Нет, не умеет дядька Иван сесть вот так и сидеть сложа руки. Уберет сад, окопает молодую яблоню.

День сегодня промозглый, неприветливый, холодок пробирает, заползает за воротник, а ему тепло. Разрумянился, расстегнул ватник и спокойно налегает себе на заступ.

— Ездил я осенью в Даманщину. На покров только и вернулся.

Чувствую по голосу, что поездка эта в его жизни событие очень важное.

— Ну и как там?

— Не узнать, — короткий его ответ звучит торжественно. — Не верится, что это Даманщина. Электричество у всех. Радио поет. Хаты себе новые отстроили, молодежь учится.

Ну конечно, не верится, ну конечно, не узнать: уехал оттуда дядька Иван в тридцатом, когда еще только выбиралась на новую дорогу Даманщина.

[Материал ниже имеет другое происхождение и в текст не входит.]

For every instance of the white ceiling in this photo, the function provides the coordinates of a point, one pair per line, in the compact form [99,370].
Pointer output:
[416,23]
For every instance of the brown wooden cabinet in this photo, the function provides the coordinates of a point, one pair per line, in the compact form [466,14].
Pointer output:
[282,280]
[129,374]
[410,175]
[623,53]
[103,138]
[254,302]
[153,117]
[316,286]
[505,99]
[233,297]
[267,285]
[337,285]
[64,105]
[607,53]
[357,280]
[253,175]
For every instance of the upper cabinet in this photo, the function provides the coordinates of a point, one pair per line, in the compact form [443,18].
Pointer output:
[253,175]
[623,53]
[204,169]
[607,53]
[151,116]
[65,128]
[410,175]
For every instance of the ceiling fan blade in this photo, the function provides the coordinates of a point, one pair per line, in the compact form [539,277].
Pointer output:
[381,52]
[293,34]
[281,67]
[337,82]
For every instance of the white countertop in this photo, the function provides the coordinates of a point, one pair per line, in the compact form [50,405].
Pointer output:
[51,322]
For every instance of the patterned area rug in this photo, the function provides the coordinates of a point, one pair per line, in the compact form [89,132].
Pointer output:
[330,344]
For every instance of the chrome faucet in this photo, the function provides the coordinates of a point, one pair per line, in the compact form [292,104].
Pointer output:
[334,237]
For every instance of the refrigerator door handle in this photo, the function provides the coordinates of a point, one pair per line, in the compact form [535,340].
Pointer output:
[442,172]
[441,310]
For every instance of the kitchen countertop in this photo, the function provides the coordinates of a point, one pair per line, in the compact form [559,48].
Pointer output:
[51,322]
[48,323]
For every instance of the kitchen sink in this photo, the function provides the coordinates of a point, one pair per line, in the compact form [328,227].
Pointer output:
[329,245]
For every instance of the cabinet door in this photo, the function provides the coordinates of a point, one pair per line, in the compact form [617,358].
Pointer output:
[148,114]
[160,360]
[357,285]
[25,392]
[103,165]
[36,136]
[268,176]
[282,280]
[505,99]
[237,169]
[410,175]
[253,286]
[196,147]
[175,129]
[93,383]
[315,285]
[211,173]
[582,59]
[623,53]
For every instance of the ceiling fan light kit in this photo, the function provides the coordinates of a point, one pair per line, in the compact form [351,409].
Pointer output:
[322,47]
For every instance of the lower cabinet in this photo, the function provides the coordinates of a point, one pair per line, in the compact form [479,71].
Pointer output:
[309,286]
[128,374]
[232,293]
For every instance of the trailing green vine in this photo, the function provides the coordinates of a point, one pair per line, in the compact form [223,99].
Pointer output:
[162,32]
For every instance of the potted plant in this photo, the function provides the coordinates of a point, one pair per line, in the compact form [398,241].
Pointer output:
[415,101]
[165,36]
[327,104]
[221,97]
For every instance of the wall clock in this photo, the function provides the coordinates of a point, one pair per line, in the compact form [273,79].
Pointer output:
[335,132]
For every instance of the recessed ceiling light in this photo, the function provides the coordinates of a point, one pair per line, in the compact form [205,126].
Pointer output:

Человек прямодушный, он тут же и выкладывает все:

— Если б не сдурел тогда, не послушался Марыли, жили б мы себе с ней в своей хате, в своей деревне, возле своей земли, по которой и деды наши ходили, и прадеды, а так…

А так жизнь, конечно, сложилась по-другому, совсем не так, как думалось.

…Ко всему мог приложить руки, со всем сладить Иван Довгунец. Получил от советской власти надел земли и быстро окреп. Уже в двадцать девятом была у него хата, лучшая в деревне (от первого уложенного бревнышка и кирпича до последнего вбитого гвоздя все сам сделал), купил молотилку. Дети — четверо их было — учились в семилетке. Но как только зашла речь о колхозах, жена глаз не давала сомкнуть. Для какого черта лысого наживали все это? Поскорее сбудь молотилку с рук, а сам в город, на работу устраивайся. Семья здесь пока останется, поглядим, чем все это кончится. Может, доведется еще и хату продать (не дарить же колхозу!). А потом следом в город за тобой, туда, куда ты приткнешься.

От грызни этой, как от сухой мозоли, непрестанно щемило сердце. Под конец Иван сдался, махнул на все рукой и завербовался в бригаду на строительство дорожных мостов. Сколько раз пытался вернуться домой, но жена перекрыла все пути-дороги. Рассорилась с колхозом. Общее собрание порешило, чтобы первая, только-только открывшаяся школа разместилась в просторной Ивановой избе — две горницы хозяевам, а школа в третьей, в «зале». Так Марыля перегородила, назло им, эту «залу» досками.

Из-за молотилки, из-за неизбывной человеческой жадности, рухнула и сама жизнь, раскидало семью по свету.

— На усадьбе моей новый сад посадили. Тот, что я еще сажал, в войну вымерз, в сорок первом… Новый сад растет теперь. — Это «новый сад» дядька Иван произносит беззлобно (хоть и не он, а другие им пользуются), скорее даже с радостью, с удовлетворением. Все-таки живет сад, растет на усадьбе, где когда-то ступали его ноги. — Одна только костянка выжила. Может, помнишь, за амбаром росла? В это время груши с нее нельзя есть — не прожуешь, а полежат недели две — мягкие, как сахар, сладкие.

Костянку я хорошо помню. Этими грушами костянками потчевала меня и маму мою дядькина жена Марыля.

— Ты не помнишь, еще на свете тебя не было, когда летом в двадцать втором под этой моей костянкой сам Якуб Колас сидел. И бабам стихи свои читал. И «Дядьку из Вильно». С товарищем приезжал. Уж не помню зачем, но хорошо помню, как сидел он там на траве, об костянку спиной оперся, а вокруг него почти вся деревня собралась.

О приезде Коласа в Даманщину знали у нас все от мала до велика. Неудивительно, что и дядька Иван запомнил коласовскую «Новую землю», хотя сам, может, и не читал никогда.

— Уцелела эта костянка. Только, говорят, не родит больше. Старая уже.

Мне легко понять дядькину тоску — сколько связано у него с Даманщиной.

— Кабы встал старик Селивестр да поглядел — второй раз ни за что бы не помер.

Я хорошо помню хромого деда Селивестра. Мы, дети, дразнили его дед-перекатив — так переиначивал он новое, не обжитое еще слово «кооператив».

Перед смертью дед Селивестр обещал: если увидит на том свете взаправдашний «тот свет», то приснится он другому деду в нашей же деревне — деду Василю. Но так и не приснился.

— А чего вы, дядя, не остались еще в Даманщине, не погостили?